QUITO, Ecuador (AP) -- Ecuador will gradually replace its currency with
the U.S. dollar to stabilize the Andean nation's economy and prevent
hyperinflation, government officials said Monday.
Juan Falconi, the production minister, said sucres currently in circulation
would be bought back over the next year and only small denomination sucre
coins would be used.
Finance Minister Alfredo Arizaga said in a television interview Monday
that
Ecuador has $400 million worth of sucres in circulation and holds foreign
cash reserves worth $900 million. That ratio "means there will be no
problem in swapping sucres for dollars," Arizaga said.
The dark orange 50,000 sucre note, the largest denomination, which bears
the national seal and a portrait of former President Eloy Alfaro, will
be
replaced with the American greenback under the plan. Under current
exchange rates, 50,000 sucres are worth only $2, forcing shoppers to carry
small bricks of cash to make purchases.
Mahuad criticized for economic decline
President Jamil Mahuad announced Sunday night that he was pegging the
exchange rate at 25,000 sucres to the dollar, but details of his plan to
make
the U.S. dollar Ecuador's official currency only became clear on Monday.
Mahuad, a Harvard-educated political centrist who took office in August
1998, has faced growing calls to resign after failing to stop the rapid
decline
of Ecuador's economy.
The economy shrank 7 percent and inflation topped 60 percent in 1999, the
highest in Latin America. Many economists predicted that speculation
against the sucre would quickly send Ecuador into hyperinflation this year
if
the government did not act.
Mahuad said Sunday night that replacing the currency was "the only way
out
that we have, and it is the road that we have to travel." He predicted
that
adopting the dollar would reduce annual inflation to 10 percent this year.

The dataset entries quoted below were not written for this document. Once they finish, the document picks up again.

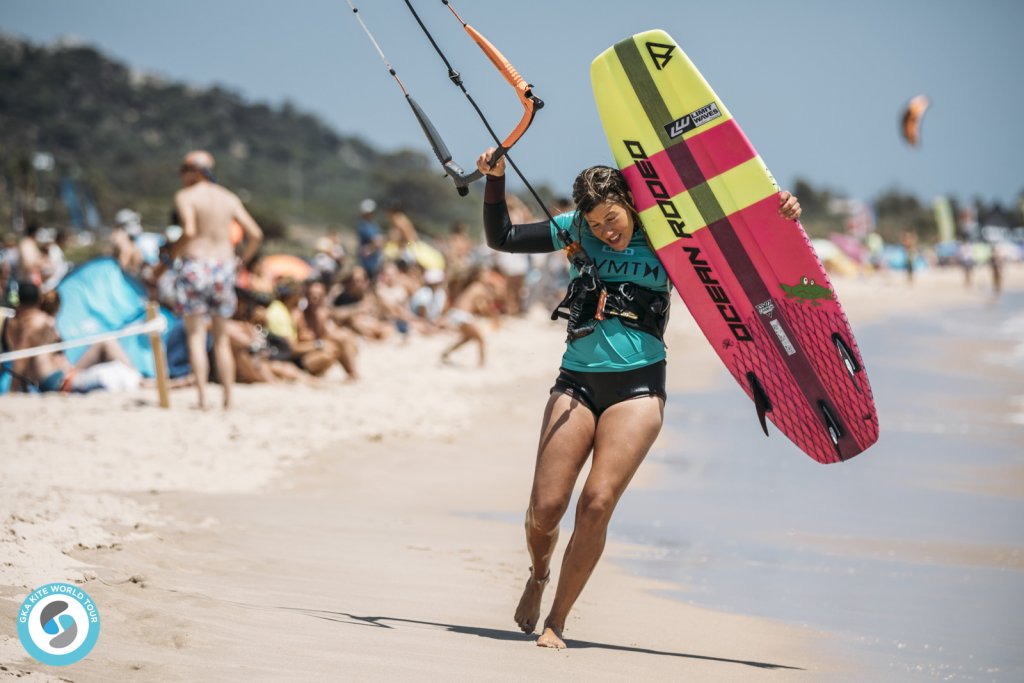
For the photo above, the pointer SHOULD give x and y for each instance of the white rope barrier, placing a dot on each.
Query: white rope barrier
(158, 325)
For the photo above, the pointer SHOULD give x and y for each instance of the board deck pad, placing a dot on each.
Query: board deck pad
(749, 276)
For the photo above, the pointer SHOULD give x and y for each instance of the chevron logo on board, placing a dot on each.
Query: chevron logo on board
(659, 53)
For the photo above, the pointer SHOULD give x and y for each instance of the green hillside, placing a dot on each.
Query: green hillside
(118, 137)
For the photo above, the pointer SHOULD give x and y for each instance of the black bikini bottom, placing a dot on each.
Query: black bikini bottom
(599, 391)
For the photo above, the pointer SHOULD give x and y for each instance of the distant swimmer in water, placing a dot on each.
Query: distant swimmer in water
(608, 397)
(205, 265)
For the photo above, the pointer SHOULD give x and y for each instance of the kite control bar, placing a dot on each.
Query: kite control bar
(524, 91)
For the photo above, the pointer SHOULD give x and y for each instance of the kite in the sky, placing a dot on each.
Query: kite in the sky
(912, 115)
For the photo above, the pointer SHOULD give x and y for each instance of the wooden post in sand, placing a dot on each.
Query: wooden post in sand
(159, 358)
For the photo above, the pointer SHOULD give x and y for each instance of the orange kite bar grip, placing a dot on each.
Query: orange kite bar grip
(529, 102)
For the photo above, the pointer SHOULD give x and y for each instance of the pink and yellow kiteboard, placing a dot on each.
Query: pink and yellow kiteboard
(749, 276)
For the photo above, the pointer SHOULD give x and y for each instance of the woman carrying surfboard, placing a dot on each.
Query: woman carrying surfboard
(609, 395)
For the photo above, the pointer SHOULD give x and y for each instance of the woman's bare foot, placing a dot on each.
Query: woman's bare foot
(528, 611)
(552, 637)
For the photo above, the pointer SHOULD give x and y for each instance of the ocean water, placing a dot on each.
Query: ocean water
(912, 552)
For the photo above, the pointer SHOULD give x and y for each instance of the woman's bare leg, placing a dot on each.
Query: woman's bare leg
(566, 437)
(624, 435)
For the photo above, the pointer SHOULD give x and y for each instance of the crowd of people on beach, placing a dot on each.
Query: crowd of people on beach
(293, 317)
(285, 317)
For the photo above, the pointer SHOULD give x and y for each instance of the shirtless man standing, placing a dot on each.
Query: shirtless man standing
(205, 265)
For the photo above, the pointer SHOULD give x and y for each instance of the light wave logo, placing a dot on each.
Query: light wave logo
(58, 624)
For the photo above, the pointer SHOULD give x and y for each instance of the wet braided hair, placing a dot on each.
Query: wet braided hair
(598, 184)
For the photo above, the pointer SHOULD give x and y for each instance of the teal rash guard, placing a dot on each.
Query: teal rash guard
(612, 346)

Ecuador's Central Bank opposed the move, but Mahuad warned that he
would call a special session of Congress on Tuesday to fire any Central
Bank executives who tried to block the measure.
The step means the Central Bank will lose control of much of Ecuador's
monetary policy.
Political analyst Cesar Montufar criticized the move, saying it would erode
the nation's sovereignty and make "the president of the U.S. Federal
Reserve" Ecuador's true president.
Hundreds of people gathered outside currency exchange offices early
Monday expressed mixed feelings about the announcement.
Luis Vargas, a merchant, was happy with the news.
"We'll be able to work because we can bring merchandise from abroad and
we won't have to face this terrible variation in the value of the currency,"
he
said.
Military backs democratic government
The sucre recently plunged 20 percent in less than a week to 29,000 to
the
dollar. A year ago, the sucre was valued at 7,000 to the dollar.
Mahuad's announcement came after a tense week of street protests and
rumors that Ecuador's military was planning a coup. The military high
command issued a statement Saturday expressing support for Ecuador's
democratically elected government.
Business and labor leaders have accused Mahuad of incompetence, and
several leftist-led organizations demonstrated on Thursday in Ecuador's
main
cities to demand Mahuad's ouster.
Police used tear gas to disperse 1,000 demonstrators who tried to march
on
the presidential palace, and the government called a state of emergency,
giving the armed forces authority to maintain order and detain protesters.
Panama is the only other Latin American nation to use the U.S. dollar as
its
official currency. The Central American country has avoided the inflation
that
has afflicted other nations in the region, since it could not print currency
to
back up excessive government spending.